A new study found that infections with two different HCoVs don’t generate antibodies that effectively cross-react with SARS-CoV-2.

This means prior infection with HCoVs is unlikely to protect against COVID-19 or worsen a SARS-CoV-2 infection through antibody-dependent enhancement (ADE).

The research is published in ACS Infectious Diseases and was conducted by Sebastien Fiedler et al.

Because SARS-CoV-2 shares significant sequence similarity with its HCoV cousins, researchers have wondered if the immune system might recognize the new coronavirus from prior bouts with HCoVs.

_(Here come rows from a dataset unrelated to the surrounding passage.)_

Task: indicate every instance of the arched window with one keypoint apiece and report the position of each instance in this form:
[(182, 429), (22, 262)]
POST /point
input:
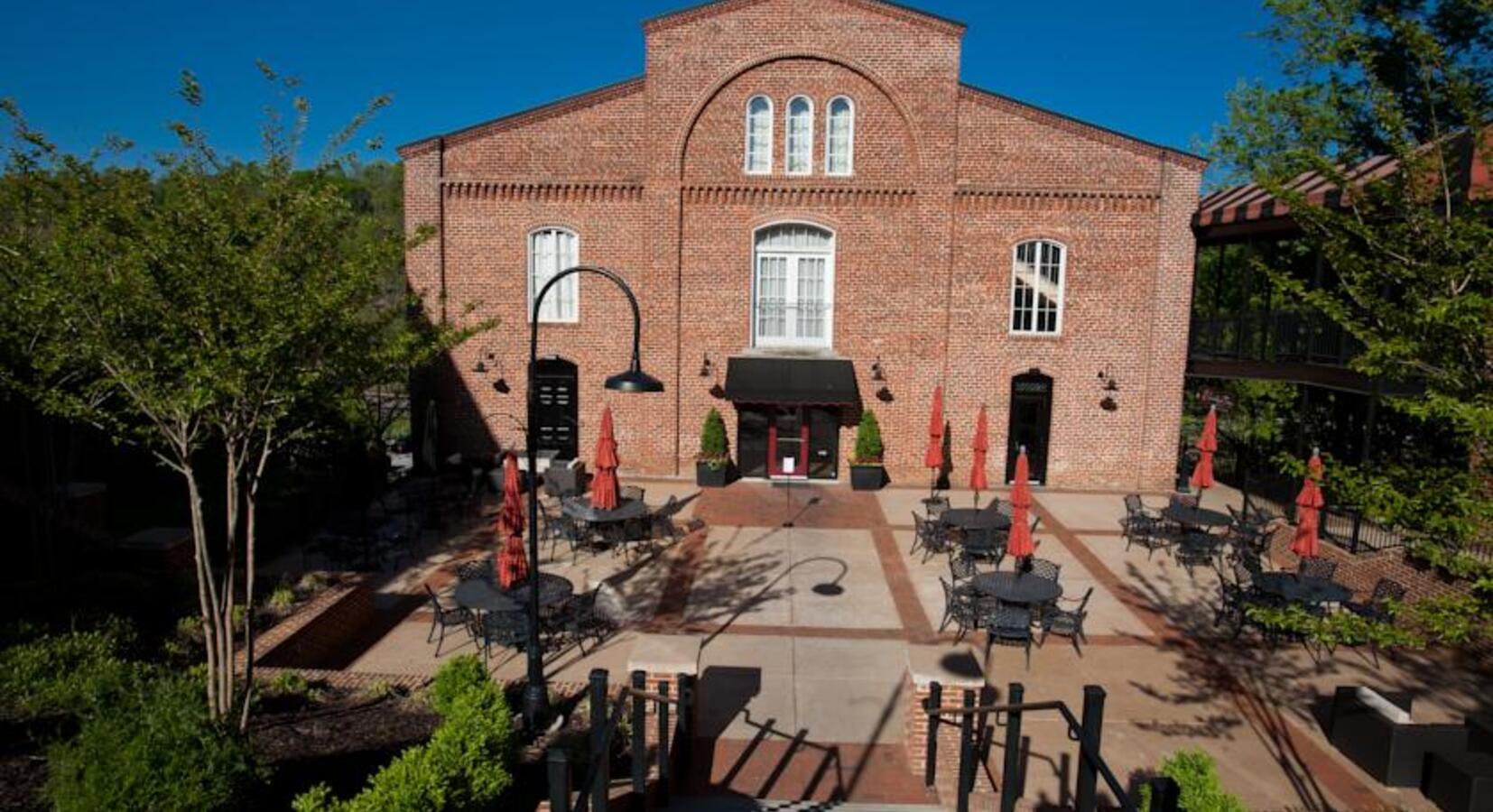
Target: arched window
[(839, 136), (552, 251), (801, 136), (793, 289), (1036, 287), (759, 134)]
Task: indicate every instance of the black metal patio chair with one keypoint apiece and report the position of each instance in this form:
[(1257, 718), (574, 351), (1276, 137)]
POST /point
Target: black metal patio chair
[(1011, 626), (447, 617), (960, 606), (1068, 623)]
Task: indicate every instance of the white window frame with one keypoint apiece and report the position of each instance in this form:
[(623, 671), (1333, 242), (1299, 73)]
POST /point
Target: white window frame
[(772, 114), (1062, 289), (849, 142), (790, 337), (573, 281), (787, 136)]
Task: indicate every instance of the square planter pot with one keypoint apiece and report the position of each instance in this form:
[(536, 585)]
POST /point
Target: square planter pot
[(708, 476), (867, 478)]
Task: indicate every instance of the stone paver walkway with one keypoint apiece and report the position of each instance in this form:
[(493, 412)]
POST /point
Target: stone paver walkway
[(808, 599)]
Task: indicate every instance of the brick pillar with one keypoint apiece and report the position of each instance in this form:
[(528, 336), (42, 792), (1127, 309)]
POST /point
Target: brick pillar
[(956, 669)]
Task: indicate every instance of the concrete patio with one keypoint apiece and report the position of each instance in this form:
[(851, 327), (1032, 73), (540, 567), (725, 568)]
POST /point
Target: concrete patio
[(805, 634)]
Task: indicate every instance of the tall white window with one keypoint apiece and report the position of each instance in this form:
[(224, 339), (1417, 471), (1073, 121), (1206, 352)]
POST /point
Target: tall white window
[(839, 136), (759, 134), (801, 136), (1036, 287), (794, 287), (552, 251)]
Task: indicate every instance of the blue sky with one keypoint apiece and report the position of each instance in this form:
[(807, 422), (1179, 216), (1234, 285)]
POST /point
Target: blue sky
[(1157, 69)]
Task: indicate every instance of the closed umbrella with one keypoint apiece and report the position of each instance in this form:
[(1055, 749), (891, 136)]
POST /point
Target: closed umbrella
[(1207, 445), (978, 448), (1308, 512), (933, 458), (604, 487), (1018, 544), (513, 561)]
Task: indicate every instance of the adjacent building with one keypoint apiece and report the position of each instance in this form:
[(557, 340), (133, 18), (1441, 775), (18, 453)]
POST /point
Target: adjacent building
[(819, 218)]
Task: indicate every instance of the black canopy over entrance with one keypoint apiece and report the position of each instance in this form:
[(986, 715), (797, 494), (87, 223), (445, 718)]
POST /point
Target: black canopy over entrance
[(792, 381), (789, 414)]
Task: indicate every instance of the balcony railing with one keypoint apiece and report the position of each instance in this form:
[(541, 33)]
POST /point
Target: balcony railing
[(1280, 337)]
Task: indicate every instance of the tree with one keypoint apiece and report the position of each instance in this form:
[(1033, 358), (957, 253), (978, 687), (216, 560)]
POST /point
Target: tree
[(1413, 248), (208, 305)]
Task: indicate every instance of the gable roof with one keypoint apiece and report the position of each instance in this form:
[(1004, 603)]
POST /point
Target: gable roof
[(1093, 132), (880, 6), (532, 115)]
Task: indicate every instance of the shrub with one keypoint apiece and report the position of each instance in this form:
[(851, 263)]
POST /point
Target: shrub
[(463, 764), (867, 440), (153, 748), (714, 448), (1198, 778), (66, 673)]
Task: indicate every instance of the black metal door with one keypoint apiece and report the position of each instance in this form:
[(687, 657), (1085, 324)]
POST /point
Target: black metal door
[(557, 412), (1031, 423), (751, 440), (823, 442)]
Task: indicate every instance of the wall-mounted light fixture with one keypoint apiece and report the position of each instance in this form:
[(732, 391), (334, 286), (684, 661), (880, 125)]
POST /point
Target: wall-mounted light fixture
[(1111, 390)]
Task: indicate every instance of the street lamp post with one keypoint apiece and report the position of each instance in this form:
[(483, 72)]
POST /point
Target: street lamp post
[(634, 380)]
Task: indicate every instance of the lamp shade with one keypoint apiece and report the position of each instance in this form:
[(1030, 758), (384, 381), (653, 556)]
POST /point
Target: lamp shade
[(634, 381)]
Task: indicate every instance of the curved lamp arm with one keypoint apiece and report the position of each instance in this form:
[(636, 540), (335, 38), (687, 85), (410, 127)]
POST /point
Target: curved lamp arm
[(599, 271)]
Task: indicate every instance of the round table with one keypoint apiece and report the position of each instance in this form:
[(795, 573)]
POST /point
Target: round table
[(580, 508), (484, 595), (1196, 517), (1017, 587), (1303, 590), (975, 518)]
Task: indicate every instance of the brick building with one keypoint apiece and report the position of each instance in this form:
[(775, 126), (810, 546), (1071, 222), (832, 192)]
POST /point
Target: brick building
[(817, 217)]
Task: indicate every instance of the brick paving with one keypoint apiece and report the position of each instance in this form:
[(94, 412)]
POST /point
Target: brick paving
[(803, 686)]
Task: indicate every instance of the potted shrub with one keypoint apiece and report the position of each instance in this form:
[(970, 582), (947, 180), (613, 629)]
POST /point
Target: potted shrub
[(712, 467), (867, 472)]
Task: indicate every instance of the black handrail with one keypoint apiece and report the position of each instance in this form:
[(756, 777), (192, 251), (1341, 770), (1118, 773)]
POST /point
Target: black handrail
[(596, 784), (1086, 732)]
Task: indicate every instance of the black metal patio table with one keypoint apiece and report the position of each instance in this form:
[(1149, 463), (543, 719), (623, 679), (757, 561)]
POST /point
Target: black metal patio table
[(1017, 587), (1303, 590), (1196, 517), (486, 595)]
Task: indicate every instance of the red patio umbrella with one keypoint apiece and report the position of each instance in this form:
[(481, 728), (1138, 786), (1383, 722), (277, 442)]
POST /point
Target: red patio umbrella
[(1207, 445), (1020, 540), (933, 458), (978, 448), (604, 487), (1308, 512), (513, 563)]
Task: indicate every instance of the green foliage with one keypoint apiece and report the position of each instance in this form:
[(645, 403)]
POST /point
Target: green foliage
[(714, 448), (66, 673), (283, 597), (1408, 253), (153, 747), (465, 766), (1198, 778), (867, 440)]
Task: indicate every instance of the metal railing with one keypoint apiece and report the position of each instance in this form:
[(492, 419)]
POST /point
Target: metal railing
[(1086, 730), (607, 716), (1273, 337)]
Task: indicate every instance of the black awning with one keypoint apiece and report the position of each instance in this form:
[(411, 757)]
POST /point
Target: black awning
[(792, 381)]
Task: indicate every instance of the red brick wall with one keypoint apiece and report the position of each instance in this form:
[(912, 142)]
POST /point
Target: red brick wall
[(945, 181)]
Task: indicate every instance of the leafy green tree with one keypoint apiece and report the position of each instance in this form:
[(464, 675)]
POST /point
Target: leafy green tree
[(1411, 251), (207, 305)]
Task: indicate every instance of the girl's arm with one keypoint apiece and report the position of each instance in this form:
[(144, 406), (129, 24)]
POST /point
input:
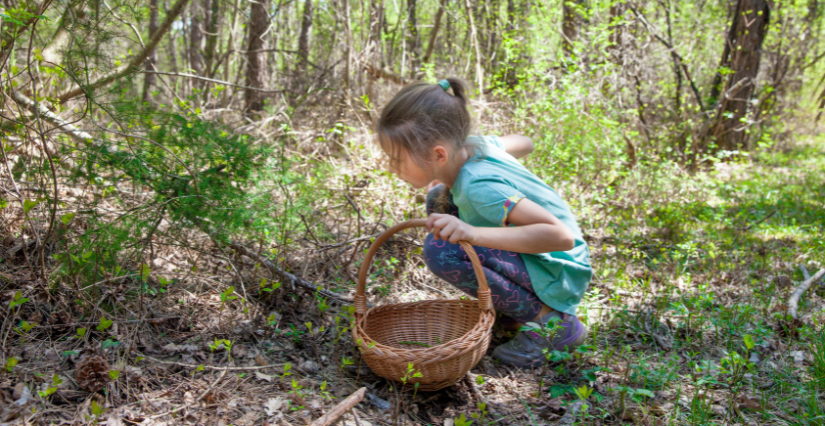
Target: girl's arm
[(516, 145), (536, 231)]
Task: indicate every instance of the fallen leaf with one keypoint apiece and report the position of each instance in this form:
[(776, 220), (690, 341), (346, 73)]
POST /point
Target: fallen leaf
[(260, 360), (262, 376), (749, 403), (273, 406)]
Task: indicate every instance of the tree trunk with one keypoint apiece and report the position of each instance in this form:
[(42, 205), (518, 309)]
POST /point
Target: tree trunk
[(173, 57), (474, 38), (413, 40), (572, 18), (347, 52), (434, 33), (149, 64), (195, 39), (212, 16), (255, 59), (742, 54), (303, 37), (617, 11), (511, 15), (70, 18)]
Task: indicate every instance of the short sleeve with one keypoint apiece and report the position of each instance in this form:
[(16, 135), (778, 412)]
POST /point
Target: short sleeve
[(494, 141), (493, 198)]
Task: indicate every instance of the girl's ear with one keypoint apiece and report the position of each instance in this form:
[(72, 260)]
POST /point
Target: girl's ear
[(440, 155)]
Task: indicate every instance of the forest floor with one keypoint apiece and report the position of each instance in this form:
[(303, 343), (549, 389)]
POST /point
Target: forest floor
[(688, 318)]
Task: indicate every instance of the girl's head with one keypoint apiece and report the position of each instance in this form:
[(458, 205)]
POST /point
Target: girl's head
[(423, 127)]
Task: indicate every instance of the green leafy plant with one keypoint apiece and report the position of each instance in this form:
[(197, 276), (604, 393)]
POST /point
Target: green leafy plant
[(104, 324), (56, 382), (462, 421), (17, 300), (11, 363)]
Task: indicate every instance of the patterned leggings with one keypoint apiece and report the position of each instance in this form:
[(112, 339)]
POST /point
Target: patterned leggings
[(510, 287)]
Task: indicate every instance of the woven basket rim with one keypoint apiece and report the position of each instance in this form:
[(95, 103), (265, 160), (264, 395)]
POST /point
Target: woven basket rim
[(422, 351)]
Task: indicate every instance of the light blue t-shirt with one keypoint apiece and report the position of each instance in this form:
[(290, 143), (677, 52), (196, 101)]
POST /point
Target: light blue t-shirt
[(487, 188)]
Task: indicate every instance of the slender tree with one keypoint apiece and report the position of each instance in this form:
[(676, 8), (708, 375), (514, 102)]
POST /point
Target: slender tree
[(212, 20), (255, 58), (742, 54), (571, 22), (196, 38), (304, 36), (151, 60), (413, 38)]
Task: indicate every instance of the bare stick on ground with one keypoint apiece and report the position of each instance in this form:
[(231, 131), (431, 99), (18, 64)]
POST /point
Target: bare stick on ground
[(793, 302), (339, 410), (292, 279)]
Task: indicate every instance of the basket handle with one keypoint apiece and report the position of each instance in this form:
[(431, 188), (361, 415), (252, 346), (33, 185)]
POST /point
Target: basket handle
[(484, 299)]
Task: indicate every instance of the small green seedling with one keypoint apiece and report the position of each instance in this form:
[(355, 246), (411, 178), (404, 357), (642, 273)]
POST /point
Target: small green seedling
[(11, 363), (17, 300), (56, 381), (324, 392), (104, 324), (26, 326), (227, 295), (462, 421)]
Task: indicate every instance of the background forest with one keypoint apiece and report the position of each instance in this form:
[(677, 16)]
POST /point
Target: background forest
[(189, 187)]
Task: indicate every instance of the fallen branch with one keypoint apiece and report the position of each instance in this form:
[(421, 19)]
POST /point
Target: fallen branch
[(793, 302), (211, 80), (807, 275), (210, 367), (770, 215), (339, 410), (136, 62), (39, 109), (196, 400), (293, 280)]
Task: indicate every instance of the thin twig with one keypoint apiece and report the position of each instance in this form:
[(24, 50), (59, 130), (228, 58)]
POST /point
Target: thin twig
[(211, 367), (793, 302), (672, 51), (182, 407), (211, 80), (759, 221), (292, 279)]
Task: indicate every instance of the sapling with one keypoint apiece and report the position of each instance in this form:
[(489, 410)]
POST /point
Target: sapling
[(547, 331)]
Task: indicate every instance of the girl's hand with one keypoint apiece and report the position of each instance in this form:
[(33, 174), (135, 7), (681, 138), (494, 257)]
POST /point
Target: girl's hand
[(450, 228)]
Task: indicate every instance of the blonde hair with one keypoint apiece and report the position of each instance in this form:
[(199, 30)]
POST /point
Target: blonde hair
[(422, 115)]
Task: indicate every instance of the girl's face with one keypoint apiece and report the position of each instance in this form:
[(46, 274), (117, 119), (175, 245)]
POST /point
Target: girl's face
[(407, 169)]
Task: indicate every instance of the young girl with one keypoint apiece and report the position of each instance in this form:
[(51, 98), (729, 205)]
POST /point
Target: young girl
[(535, 259)]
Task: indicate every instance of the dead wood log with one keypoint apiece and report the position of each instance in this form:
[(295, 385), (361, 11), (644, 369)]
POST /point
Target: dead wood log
[(334, 415), (793, 302), (291, 279), (376, 72), (42, 111)]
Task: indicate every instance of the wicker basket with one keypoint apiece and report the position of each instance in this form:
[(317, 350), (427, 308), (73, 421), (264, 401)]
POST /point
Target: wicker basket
[(443, 339)]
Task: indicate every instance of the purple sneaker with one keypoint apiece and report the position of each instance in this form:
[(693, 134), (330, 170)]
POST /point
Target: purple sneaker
[(525, 350)]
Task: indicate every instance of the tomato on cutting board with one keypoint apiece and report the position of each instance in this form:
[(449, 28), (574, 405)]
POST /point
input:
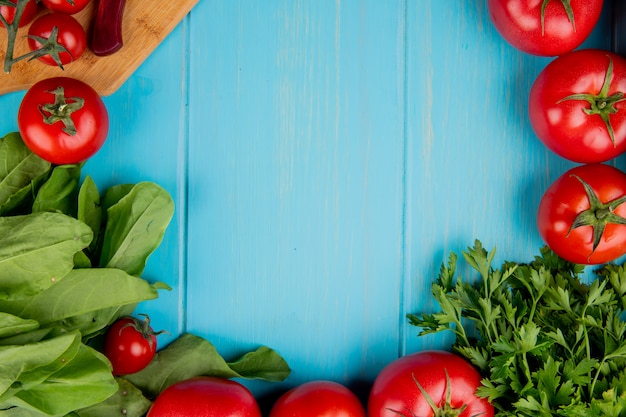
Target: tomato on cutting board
[(30, 11), (63, 120), (65, 6), (68, 34), (545, 27)]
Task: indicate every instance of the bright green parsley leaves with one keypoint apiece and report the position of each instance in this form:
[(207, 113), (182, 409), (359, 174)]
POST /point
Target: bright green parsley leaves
[(547, 342)]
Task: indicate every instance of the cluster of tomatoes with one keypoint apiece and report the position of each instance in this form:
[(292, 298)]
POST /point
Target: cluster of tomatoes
[(62, 36), (428, 383), (577, 109)]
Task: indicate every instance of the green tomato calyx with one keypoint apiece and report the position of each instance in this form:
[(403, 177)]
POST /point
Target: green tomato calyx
[(601, 104), (598, 215), (568, 9), (142, 327), (61, 110)]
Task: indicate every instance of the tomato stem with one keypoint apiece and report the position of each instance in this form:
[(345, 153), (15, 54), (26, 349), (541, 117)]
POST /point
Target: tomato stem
[(61, 110), (601, 104), (598, 215), (50, 46)]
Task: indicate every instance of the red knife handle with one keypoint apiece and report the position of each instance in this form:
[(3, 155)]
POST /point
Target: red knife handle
[(106, 37)]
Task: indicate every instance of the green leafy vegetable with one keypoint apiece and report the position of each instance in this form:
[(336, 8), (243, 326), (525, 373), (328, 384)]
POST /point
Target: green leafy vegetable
[(60, 192), (37, 250), (135, 227), (190, 356), (547, 342), (19, 170), (70, 265)]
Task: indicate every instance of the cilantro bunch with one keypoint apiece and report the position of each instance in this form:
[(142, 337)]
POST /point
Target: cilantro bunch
[(548, 341)]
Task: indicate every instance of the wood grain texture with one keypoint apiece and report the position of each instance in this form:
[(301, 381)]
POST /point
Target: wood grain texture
[(325, 157), (144, 27)]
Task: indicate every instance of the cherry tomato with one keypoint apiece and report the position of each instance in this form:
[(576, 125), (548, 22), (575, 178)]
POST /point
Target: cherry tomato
[(205, 397), (545, 27), (67, 32), (576, 106), (63, 120), (581, 216), (30, 11), (318, 399), (130, 345), (405, 386), (65, 6)]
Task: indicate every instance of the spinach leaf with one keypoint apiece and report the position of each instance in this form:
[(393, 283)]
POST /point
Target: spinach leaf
[(135, 226), (19, 168), (90, 212), (190, 356), (114, 194), (25, 366), (60, 191), (85, 380), (127, 398), (37, 250), (86, 290)]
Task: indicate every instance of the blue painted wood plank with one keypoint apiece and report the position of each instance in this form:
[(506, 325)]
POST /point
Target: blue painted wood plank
[(296, 181), (475, 167), (325, 157)]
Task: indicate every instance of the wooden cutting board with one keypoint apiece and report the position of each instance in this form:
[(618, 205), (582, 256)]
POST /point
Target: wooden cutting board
[(145, 25)]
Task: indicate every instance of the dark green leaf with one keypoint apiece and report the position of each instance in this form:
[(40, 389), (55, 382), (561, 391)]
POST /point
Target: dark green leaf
[(37, 250), (19, 169), (190, 356), (135, 226), (60, 192)]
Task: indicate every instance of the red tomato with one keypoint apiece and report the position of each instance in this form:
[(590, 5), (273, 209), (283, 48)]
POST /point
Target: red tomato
[(581, 216), (65, 6), (318, 399), (576, 106), (29, 13), (205, 397), (562, 25), (130, 345), (63, 120), (396, 389), (69, 34)]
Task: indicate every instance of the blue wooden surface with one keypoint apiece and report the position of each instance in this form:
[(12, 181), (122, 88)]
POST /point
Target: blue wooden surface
[(325, 157)]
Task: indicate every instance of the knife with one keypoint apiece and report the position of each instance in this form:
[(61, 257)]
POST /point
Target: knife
[(106, 37)]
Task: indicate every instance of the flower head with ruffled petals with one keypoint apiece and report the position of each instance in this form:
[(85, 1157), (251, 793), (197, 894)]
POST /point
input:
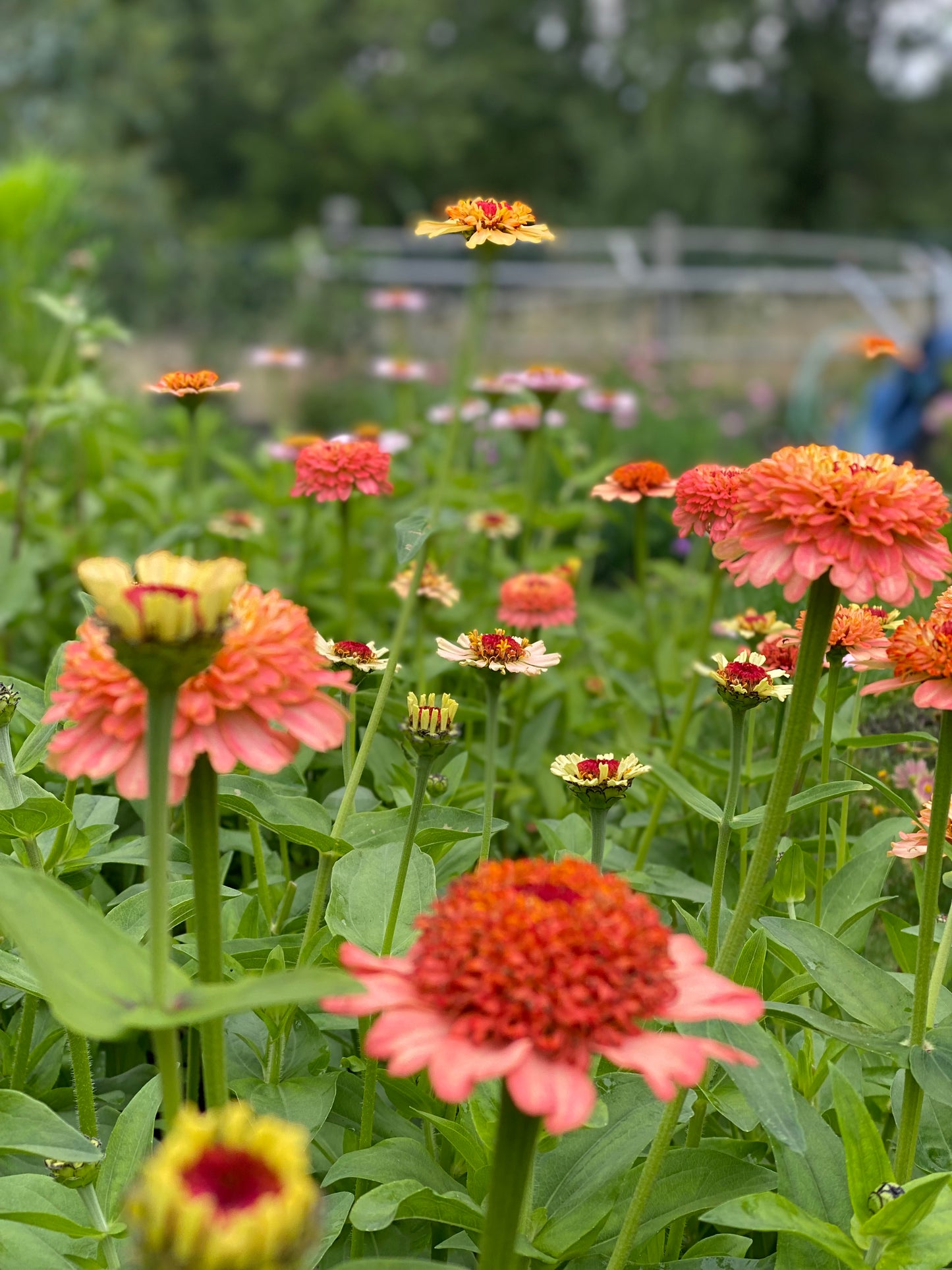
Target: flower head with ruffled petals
[(330, 470), (531, 600), (257, 701), (872, 523), (526, 969)]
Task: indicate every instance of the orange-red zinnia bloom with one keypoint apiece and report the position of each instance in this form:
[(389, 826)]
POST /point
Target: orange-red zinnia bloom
[(874, 523), (330, 470), (536, 600), (634, 482), (254, 704), (526, 969), (705, 498)]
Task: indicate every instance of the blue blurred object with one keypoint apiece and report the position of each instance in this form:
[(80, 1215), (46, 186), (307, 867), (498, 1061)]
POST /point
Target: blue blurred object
[(891, 420)]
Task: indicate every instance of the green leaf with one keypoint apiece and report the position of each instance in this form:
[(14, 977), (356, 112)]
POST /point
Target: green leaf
[(362, 889), (686, 792), (867, 1164), (412, 535), (293, 816), (34, 1130), (865, 991), (128, 1145), (768, 1212), (818, 794)]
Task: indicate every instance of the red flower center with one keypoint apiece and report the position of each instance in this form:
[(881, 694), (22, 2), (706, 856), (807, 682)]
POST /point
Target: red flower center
[(592, 766), (640, 478), (352, 648), (233, 1179), (556, 953), (745, 675)]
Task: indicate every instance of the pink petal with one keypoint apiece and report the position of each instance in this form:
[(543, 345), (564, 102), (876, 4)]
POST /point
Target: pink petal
[(560, 1093)]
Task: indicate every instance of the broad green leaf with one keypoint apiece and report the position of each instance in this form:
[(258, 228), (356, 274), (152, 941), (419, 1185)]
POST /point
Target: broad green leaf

This could re-activate memory B cells, causing them to produce antibodies that helped the person overcome previous HCoV infections, and might also help fight COVID-19.

On the other hand, if the antibodies against HCoVs recognize SARS-CoV-2, but not strong enough to generate an immune response, they could cause ADE.

In the study, the team wanted to compare the strength and concentration of antibodies against HCoVs and SARS-CoV-2 in nine recovered COVID-19 patients and three non-COVID-19 patients.

They found that all nine recovered COVID-19 patient’s samples contained moderate amounts of antibodies with high affinity to the SARS-CoV-2 spike protein.

In contrast, none of the non-COVID patients contained high-affinity antibodies for SARS-CoV-2.

All 12 samples contained low amounts of very high-affinity antibodies against two common HCoVs, indicating previous infections.

The team also showed that these antibodies did not bind to SARS-CoV-2.

The results suggest that there is no strong cross-reactivity of antibodies against common HCoVs and SARS-CoV-2, and therefore, no expected protective or adverse effects of antibody cross-reactivity for these coronaviruses.